I joked last night with Y that both mom and dad need some intensive individual, couple’s, and group therapy, in addition to support groups for each. But I was actually dead serious underneath the surface. This cannot go on. But try getting them both into a therapist’s office. They don’t listen to any of us. They’re like a pair of stubborn little children, seriously.
Now, I’m dealing with all these attachment and emotional issues with mom, and this happens, so it stirred up all those problems. To top it all off, during one of my afternoon naps today I dreamed I was having therapy with R and that for some obscure reason she gave me a ride in her white SUV (not that she has one in real life, but for some reason it was made really clear in the dream that she had a white SUV). She was kind of a mother-figure to some extent in the dream, or at least that’s how it felt. So, thinking all these things about mom and then dreaming of R didn’t exactly leave me feeling like the most stellar daughter.
Then on top of that is the fact that I begin my pediatrics rotation next week. Back to med school….during dad’s recovery time.

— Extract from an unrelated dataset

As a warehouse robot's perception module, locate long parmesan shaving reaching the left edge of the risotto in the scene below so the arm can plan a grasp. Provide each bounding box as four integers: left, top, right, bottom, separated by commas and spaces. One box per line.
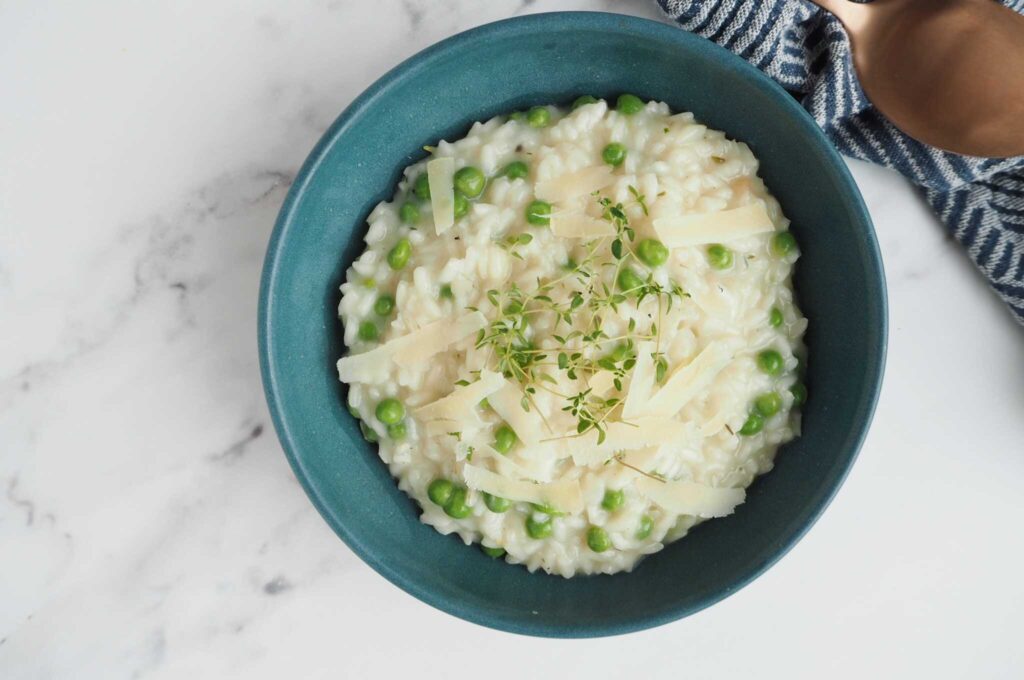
338, 311, 487, 383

Not good at all.
And to think, I had an awesome appointment with G yesterday. I was feeling great….and then this happens. I’m willing to confront dad’s health issues head-on….but really, mom’s behaviors and mood aren’t helping any of us.
Oh, and I hadn’t mentioned this before, but because of the position they have to put dad in for the surgery and his ongoing back problems, there’s a risk of him being paralyzed from the waist down come the end of the surgery. Yeah, itty-bitty detail right there, but it was unavoidable. All I (and any of us) can do is cross my little fingers, do a rain dance, hold a rosary between my hands for the first time in years (not gonna happen)….and wish for the best.
I don’t know if I’m being naive, but I’m being optimistic and just trying to manage. I haven’t really realized it yet, but I’m scared shitless for the future….for all of it, for my dad, med school, my family, my mental health….everything.
I’ve learned a lot this year, and I’ve changed in so many ways…but this is by far my biggest challenge.